Depuis plusieurs jours, Marko assure que sa décision était née de la déception ressentie après que Max Verstappen a échoué de peu à décrocher un cinquième titre mondial consécutif à Abu Dhabi. Une explication que Montoya juge largement insuffisante.

À ses yeux, l’Autrichien a surtout été marginalisé dans une hiérarchie interne en pleine mutation, passant d’un décideur redouté à une figure consultative de plus en plus symbolique, jusqu’à ne plus se reconnaître dans le rôle qu’on lui laissait.

Licenciement de Christian Horner, départs d’Adrian Newey et de Jonathan Wheatley, reset stratégique en vue de la réglementation 2026 : pour Montoya, tous les signaux étaient clairs. Red Bull tournait une page majeure de son histoire.

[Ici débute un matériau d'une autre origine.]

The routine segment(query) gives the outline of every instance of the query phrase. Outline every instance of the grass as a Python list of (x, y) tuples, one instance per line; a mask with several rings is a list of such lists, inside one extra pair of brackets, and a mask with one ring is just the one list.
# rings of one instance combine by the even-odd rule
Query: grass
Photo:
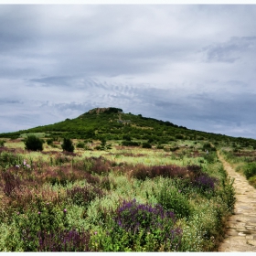
[(167, 144), (178, 146), (173, 152), (109, 143), (70, 155), (8, 140), (0, 150), (0, 251), (216, 251), (234, 201), (216, 153), (206, 155), (203, 141)]

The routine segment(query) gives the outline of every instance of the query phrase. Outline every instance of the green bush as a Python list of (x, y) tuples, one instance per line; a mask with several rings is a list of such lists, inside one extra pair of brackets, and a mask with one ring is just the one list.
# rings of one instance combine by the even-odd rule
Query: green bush
[(247, 179), (251, 176), (256, 176), (256, 163), (249, 163), (246, 165), (244, 171), (243, 171)]
[(43, 150), (43, 141), (35, 135), (28, 135), (24, 141), (26, 149), (33, 151)]
[(4, 146), (4, 145), (5, 145), (5, 141), (2, 141), (2, 140), (1, 140), (1, 141), (0, 141), (0, 147), (1, 147), (1, 146)]
[(64, 151), (74, 152), (74, 145), (70, 139), (64, 138), (61, 147)]
[(84, 148), (84, 143), (79, 142), (79, 143), (77, 144), (77, 147), (78, 147), (78, 148)]
[(47, 144), (48, 144), (48, 145), (51, 145), (52, 143), (53, 143), (53, 139), (48, 139), (48, 140), (47, 140)]
[(149, 143), (143, 143), (143, 148), (152, 148), (152, 145)]
[(122, 144), (123, 145), (125, 145), (125, 146), (139, 146), (140, 145), (140, 143), (137, 143), (137, 142), (130, 142), (130, 141), (123, 141), (122, 142)]
[(165, 182), (158, 193), (157, 202), (165, 209), (173, 211), (177, 218), (188, 218), (191, 206), (188, 199), (176, 187)]

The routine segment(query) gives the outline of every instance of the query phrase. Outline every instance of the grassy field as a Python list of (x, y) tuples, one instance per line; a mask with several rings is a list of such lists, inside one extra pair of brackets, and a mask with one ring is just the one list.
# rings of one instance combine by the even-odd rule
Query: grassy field
[[(44, 134), (42, 134), (43, 136)], [(79, 140), (73, 140), (74, 144)], [(215, 251), (235, 196), (204, 141), (0, 147), (1, 251)]]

"En plus de Christian et d’Helmut, ils ont perdu Jonathan Wheatley au profit d’Audi. Et Adrian Newey est parti il y a un an. Dans ce contexte, Marko a compris que le centre de gravité du pouvoir se déplaçait, loin de lui."

"D’après ce que l’on entend, Red Bull Autriche veut s’impliquer davantage et diriger l’équipe. A un niveau donc au dessus de Marko. C’est une arme à double tranchant. Si le siège prend plus de contrôle, alors on se retrouve avec une sorte de dictature dans la gestion de l’équipe. Je n’aime pas utiliser ce mot, mais il n’y aura qu’une seule manière de faire, une seule direction, sous un seul leadership."

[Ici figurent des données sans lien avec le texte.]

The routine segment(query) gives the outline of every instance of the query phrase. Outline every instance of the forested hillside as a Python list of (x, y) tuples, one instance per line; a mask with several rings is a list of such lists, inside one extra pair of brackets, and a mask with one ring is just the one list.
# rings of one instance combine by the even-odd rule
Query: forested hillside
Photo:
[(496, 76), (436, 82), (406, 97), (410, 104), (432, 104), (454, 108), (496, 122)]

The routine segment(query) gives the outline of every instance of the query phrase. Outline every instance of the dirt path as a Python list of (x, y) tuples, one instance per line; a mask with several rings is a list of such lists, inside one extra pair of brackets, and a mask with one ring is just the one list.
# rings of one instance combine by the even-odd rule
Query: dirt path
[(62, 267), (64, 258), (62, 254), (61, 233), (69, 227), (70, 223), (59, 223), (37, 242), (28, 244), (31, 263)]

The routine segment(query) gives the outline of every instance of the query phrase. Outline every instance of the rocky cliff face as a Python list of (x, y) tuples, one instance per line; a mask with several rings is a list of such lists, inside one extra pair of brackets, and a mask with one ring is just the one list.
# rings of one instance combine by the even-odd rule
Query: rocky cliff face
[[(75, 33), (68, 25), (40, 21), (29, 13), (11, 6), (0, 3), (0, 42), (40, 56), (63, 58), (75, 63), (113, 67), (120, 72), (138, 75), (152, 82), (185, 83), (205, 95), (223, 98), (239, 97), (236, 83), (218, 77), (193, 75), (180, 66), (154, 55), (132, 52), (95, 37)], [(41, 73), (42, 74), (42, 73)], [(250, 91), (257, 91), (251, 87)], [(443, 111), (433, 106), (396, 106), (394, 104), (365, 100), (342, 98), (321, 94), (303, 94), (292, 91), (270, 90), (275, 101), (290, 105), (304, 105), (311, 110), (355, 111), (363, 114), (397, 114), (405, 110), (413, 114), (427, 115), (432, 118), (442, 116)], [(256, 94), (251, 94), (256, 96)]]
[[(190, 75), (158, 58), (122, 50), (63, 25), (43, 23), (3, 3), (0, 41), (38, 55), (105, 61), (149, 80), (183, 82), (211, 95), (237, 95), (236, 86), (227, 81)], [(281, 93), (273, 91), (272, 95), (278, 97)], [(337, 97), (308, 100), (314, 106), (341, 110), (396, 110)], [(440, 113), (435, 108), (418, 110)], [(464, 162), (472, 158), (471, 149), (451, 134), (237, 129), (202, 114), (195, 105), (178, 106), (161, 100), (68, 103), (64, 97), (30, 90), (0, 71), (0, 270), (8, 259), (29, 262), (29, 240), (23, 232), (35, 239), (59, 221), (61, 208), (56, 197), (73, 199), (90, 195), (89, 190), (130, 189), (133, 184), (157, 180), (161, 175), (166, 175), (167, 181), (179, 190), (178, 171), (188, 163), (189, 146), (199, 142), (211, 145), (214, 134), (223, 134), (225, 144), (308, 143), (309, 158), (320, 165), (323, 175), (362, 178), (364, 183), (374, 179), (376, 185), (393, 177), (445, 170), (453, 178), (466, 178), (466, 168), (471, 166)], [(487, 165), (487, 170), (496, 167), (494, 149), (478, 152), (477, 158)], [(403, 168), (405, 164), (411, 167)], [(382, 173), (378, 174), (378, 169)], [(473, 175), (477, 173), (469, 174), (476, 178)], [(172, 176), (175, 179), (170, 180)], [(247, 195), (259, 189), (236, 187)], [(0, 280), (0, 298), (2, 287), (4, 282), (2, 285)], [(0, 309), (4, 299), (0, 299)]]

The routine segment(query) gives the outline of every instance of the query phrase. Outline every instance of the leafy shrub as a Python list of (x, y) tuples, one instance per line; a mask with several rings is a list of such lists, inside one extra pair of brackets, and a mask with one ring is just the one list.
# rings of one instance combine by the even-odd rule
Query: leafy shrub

Pour Montoya, le problème fondamental réside dans la transformation de Red Bull : une écurie historiquement dirigée par des hommes de course devenue une structure de plus en plus gouvernée par une logique corporate.

"Il faut une seule personne qui prenne les décisions, qu’elles soient bonnes ou mauvaises," insiste-t-il.

"Quand on commence à impliquer de grandes entreprises, alors chaque décision nécessite une réunion. Tout le monde a un avis différent, et on commence à regarder les choses sous l’angle du budget et du marketing."

Un mode de fonctionnement à l’opposé de celui dans lequel Helmut Marko a prospéré pendant des décennies.

Longtemps intouchable, véritable gardien du temple du programme jeunes pilotes Red Bull, Marko disposait d’une liberté d’action quasi totale. Une situation qui, selon Montoya, n’existe plus aujourd’hui.

"Je pense qu’Helmut a réalisé qu’il n’avait plus aucun pouvoir," affirme le Colombien.

"Il avait le contrôle total des pilotes. Il avait le contrôle total des décisions. Et je pense qu’il a compris que désormais, tout ce qu’il veut faire doit être approuvé. Il en est arrivé à un point où il s’est dit : ’Je ne vais pas être l’employé de quelqu’un’. Même s’il l’était, il était libre."

"C’est très difficile quand on a eu de l’autonomie et qu’on perd tout ça. Tout le monde commence à tout remettre en question."

Pour Montoya, certaines informations circulant dans le paddock illustrent parfaitement à quel point l’autorité de Marko aurait été amputée.

"Je suis dans les boucles car je gère mon fils en F2. Je suis proche de pas mal de pilotes de cette catégorie et j’apprends beaucoup de choses. Il avait signé un pilote de F2, Alex Dunne, un Irlandais, avant de devoir revenir sur le contrat. Dunne a quitté McLaren, signé avec Red Bull, puis une semaine plus tard, Helmut l’a appelé pour lui dire : ’Désolé, c’est terminé’."

"L’autre information, c’est qu’il aurait signé Lindblad sans l’accord de qui que ce soit. Ça ne me surprend absolument pas de sa part. C’était maintenant ou jamais pour se passer de lui."